Sector Performance: Outperformers included Aerospace & Defense (BA-US), multis, exchanges, staples, retailers, and auto suppliers. Growth and momentum stocks performed well, alongside popular retail favorites. Big tech was mixed, with no standout performers from the "Mag 7." Meanwhile, energy, chemicals, and copper stocks took a hit, with copper down 0.9% after last week's surge.
Economic and Trade Developments: President Trump's tariff threats remained a prominent issue, as he hinted at 30% tariffs on imports from the EU and Mexico, effective August 1. While some reports suggest a potential EU deal could fall through, the market seems relatively unaffected, with the "TACO" (Tariff And Cut-off) narrative helping to maintain a more risk-on stance. Additionally, the 10-year Treasury yield remained steady, and there was notable strength in the US dollar.
Inflation and Fed Focus: The market is anticipating the June CPI report, set for release on Tuesday, with expectations for core CPI to rise 0.3% month-over-month. This, along with upcoming retail sales data, will offer critical insights into inflationary trends and the Fed’s potential response. Cleveland Fed’s Hammack mentioned that while rate cuts aren’t imminent, tariffs could complicate the inflation picture.
Bitcoin's Record High: Bitcoin futures surged 1.4% to a new record above $120K, continuing its upward momentum despite broader market caution.
Here's Our Take:
Muted Sentiment, Tariff Risk Lingers: Today’s quiet session reflects a "wait-and-see" approach as markets brace for crucial data points in the coming days. Trade risks, especially around new tariff announcements, continue to hang over the market, though they seem to be priced in to some degree. The longer-term impact of these tariffs, especially on inflation, will be a key topic for discussion.
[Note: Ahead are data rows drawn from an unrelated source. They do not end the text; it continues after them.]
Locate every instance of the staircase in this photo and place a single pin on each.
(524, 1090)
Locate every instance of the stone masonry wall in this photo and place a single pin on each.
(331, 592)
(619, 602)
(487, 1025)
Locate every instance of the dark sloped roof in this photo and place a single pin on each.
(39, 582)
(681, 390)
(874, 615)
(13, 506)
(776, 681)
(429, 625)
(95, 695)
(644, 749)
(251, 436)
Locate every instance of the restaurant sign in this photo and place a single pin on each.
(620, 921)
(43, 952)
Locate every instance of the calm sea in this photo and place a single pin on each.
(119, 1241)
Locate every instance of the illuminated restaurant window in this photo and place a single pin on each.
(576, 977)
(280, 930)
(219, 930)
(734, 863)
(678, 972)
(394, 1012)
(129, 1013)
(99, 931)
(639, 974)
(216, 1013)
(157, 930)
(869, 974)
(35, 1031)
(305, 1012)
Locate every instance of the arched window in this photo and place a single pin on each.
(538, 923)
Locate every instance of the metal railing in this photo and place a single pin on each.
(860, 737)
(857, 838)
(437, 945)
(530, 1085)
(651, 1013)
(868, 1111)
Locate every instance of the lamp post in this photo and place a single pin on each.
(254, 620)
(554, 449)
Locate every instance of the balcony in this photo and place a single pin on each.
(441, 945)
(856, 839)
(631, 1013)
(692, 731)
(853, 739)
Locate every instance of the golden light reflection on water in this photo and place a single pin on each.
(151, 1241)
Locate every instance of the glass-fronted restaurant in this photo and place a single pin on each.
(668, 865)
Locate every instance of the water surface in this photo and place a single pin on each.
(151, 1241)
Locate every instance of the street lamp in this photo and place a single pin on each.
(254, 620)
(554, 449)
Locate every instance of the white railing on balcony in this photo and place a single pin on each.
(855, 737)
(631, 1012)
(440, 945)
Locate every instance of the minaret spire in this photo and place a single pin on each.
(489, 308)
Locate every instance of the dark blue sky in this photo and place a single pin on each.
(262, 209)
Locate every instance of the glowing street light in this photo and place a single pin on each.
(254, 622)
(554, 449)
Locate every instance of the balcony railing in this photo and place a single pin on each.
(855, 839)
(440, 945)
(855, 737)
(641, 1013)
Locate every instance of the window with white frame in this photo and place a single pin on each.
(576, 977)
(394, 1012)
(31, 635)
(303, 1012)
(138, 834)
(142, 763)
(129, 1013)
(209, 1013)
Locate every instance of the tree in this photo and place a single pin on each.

Earnings Growth to Slow, but AI Momentum Remains: The bar is set low for Q2 earnings growth, which could mean a higher chance of positive surprises, particularly in the tech and AI sectors. However, continued tariff pressures and macroeconomic uncertainties could weigh on overall growth expectations.
Fed's Next Move: The upcoming CPI and retail sales reports will likely influence the Fed’s outlook, especially as inflationary pressures persist. While the market doesn’t expect immediate rate cuts, inflation and macro resilience will play a crucial role in shaping the Fed’s decisions later this year.